# • swell.gr • BMW 520 Zaino Correction Detail •



## Swell.gr (May 7, 2008)

Hello everyone. 
Not a long time ago, a heavily swirled BMW 520 crossed our step in order to gain some glory back.


















Other than the usual swirls, we had to deal with some deeper scratches, rds and some pigtails on the hood which 
were leftovers after a repair/respray of the whole panel.

The following pictures show the car as we delivered it.


















































































































































































Some PTG measurements










































And then clay










As a typical BMW hard paint, we needed the most out of our polishes so we went the Menzerna FG400 way with some wool cutting pads. 
Refinement was completed with SF4000 and Polishing Pads.

Some 50-50 shots showing the extend of the correction


































































And some before/after shots















































































































As always, some details other than paint's perfection needed our attention. Tires were treated with Zaino Z-16, all trims were dressed with AF Revive and all wheel arches were treated with FK #108 Top Kote.

Before protection, we had an IPA wipe down and then some Zaino ZAIO was applied as a perfect basis for the next step, one of my favorites, Zaino Z-2.

So 2 layers of ZFXed Z-2 gave the protection we wanted with 45-60 minutes cure time in between. 
Zaino's QD, Z-6 was used to boost the glossiness of the 2 layers of Z-2.
The next day, a final touch was given using Zaino Grand Finale Z-8.

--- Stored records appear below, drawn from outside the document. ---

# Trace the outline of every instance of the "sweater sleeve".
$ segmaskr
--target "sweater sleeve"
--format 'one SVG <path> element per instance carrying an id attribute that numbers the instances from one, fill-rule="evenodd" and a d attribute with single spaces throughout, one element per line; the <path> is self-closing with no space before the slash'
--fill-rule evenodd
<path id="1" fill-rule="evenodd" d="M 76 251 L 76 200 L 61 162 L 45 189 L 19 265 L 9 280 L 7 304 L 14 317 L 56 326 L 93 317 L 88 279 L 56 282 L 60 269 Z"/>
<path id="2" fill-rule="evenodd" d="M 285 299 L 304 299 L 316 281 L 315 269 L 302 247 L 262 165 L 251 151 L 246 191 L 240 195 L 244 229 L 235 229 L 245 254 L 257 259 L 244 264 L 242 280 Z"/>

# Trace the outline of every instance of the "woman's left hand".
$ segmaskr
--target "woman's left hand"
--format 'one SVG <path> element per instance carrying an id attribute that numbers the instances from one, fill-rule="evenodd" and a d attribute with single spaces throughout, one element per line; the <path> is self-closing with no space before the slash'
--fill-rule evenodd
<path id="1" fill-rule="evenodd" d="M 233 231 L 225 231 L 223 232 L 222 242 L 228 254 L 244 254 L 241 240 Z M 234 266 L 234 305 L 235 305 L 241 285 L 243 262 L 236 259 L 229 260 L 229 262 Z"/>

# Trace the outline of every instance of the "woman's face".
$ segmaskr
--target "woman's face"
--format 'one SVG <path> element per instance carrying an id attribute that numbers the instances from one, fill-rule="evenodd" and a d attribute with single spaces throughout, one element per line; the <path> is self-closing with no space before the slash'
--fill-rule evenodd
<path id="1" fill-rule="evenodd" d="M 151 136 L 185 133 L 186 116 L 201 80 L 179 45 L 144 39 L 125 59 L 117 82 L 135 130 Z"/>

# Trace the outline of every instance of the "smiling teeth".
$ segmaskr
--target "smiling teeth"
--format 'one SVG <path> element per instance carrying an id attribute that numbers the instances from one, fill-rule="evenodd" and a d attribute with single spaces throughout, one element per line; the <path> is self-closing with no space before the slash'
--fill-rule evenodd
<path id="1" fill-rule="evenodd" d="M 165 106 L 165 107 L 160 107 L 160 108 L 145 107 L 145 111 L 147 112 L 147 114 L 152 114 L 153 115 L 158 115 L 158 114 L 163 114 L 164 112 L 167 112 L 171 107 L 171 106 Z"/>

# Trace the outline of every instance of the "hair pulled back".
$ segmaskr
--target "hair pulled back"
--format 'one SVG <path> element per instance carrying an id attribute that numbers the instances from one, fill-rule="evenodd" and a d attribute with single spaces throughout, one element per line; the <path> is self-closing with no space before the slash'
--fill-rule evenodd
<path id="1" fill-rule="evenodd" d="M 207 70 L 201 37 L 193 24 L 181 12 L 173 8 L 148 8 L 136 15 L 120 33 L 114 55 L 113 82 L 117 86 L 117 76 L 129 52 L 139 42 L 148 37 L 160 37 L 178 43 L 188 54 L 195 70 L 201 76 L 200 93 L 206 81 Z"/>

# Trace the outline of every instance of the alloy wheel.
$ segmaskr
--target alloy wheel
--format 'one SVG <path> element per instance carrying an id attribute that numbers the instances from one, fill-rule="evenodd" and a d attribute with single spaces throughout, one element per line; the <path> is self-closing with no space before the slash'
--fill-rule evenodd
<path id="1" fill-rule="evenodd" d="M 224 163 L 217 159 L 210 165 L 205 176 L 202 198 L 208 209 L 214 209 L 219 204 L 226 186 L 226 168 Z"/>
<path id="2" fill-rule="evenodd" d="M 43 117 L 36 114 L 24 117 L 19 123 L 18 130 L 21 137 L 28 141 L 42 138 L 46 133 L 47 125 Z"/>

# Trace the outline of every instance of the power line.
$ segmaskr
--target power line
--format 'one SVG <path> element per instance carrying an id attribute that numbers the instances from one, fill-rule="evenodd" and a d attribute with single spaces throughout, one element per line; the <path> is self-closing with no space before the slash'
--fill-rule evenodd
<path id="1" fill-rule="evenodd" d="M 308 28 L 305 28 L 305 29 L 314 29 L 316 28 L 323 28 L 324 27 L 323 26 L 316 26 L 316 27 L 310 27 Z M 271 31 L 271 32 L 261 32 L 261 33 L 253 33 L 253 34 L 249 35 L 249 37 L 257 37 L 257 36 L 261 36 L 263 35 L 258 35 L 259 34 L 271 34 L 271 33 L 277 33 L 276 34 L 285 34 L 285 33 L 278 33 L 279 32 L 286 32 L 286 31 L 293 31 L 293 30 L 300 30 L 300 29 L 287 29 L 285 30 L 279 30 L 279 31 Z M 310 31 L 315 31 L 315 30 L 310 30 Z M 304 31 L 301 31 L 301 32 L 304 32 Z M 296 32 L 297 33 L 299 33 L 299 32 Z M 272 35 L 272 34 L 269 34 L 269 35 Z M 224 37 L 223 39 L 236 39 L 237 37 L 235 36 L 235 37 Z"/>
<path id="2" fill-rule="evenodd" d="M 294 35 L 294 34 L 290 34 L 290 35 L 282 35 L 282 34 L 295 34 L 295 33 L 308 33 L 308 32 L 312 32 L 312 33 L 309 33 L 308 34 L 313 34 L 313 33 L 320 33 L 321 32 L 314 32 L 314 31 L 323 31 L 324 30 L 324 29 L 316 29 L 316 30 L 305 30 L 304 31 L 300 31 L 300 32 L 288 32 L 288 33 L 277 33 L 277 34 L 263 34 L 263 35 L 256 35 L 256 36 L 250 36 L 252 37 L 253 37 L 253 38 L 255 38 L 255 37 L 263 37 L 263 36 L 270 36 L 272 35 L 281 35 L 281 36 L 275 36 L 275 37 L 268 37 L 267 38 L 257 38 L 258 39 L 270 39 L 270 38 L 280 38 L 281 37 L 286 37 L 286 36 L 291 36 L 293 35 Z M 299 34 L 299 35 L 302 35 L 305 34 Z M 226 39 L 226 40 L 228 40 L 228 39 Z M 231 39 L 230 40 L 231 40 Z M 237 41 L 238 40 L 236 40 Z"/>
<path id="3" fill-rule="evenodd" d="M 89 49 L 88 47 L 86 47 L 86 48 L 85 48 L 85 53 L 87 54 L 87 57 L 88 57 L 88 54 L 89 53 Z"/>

Some final shots in our store


















































































And some under sunlight


































Thank you for reading


----------



## tonyy (Jul 26, 2008)

Great job as always :thumb: and very nice reflections..


----------



## Pedro.Malheiro (Mar 18, 2011)

great job!


----------



## Demetrios72 (Jun 27, 2011)

Really nice work Mr Swell :thumb:

Nice reflections


----------



## Demetrios (May 8, 2011)

Nice going Mike, great work as always !!


----------



## TopSport+ (Jul 22, 2012)

awesome work


----------



## Luis (Sep 10, 2012)

Excellent work Mike as always

:thumb:


----------



## Derekh929 (Aug 28, 2011)

Mike great correction as always on the rock solid BM paint


----------



## Doc943 (Mar 27, 2011)

Good stuff! 

Pardon my ignorance but what are "pigtails"?


----------



## Swell.gr (May 7, 2008)

Thanks a lot mates :thumb:



Doc943 said:


> Good stuff!
> 
> Pardon my ignorance but what are "pigtails"?





> *Pigtails*
> These types of scratches look like a *curly pig tail* and are left in the paint by a DA Sander. Typically what happens is an abrasive particle gets trapped between the paint and the face of your sanding paper and because the backing plate that holds the sandpaper is moving in an oscillating fashion, it grinds the abrasive particle into the paint in a curly pattern that looks somewhat like the tail on a pig, thus the name
> http://www.autogeekonline.net/forum...pots-bird-droping-etchings-micro-marring.html


----------



## Pavlosgreece (May 19, 2011)

Great job as always Mike..... :thumb::thumb::thumb::thumb:


----------



## boomboom (Sep 11, 2010)

Amazing result and finish, once more Mike..


----------



## skorpios (Sep 11, 2011)

Stunning finals on the bimmer Mike! :thumb:
I saw the paintwork and it was in a pathetic condition before correction, which is obvious in these excellent 50/50s.
In the end, it was corrected and given the so much needed TLC, in order to have the looks that such a car deserves! :argie:


----------



## tansel (Sep 26, 2010)

deeeep black :thumb:


----------



## Black.MB (Aug 22, 2012)

Another top job Mike!:thumb:
If it was mine, I'd have it debadged the first day lol:thumb:


----------



## prokopas (Apr 29, 2010)

Exceptional work mike


----------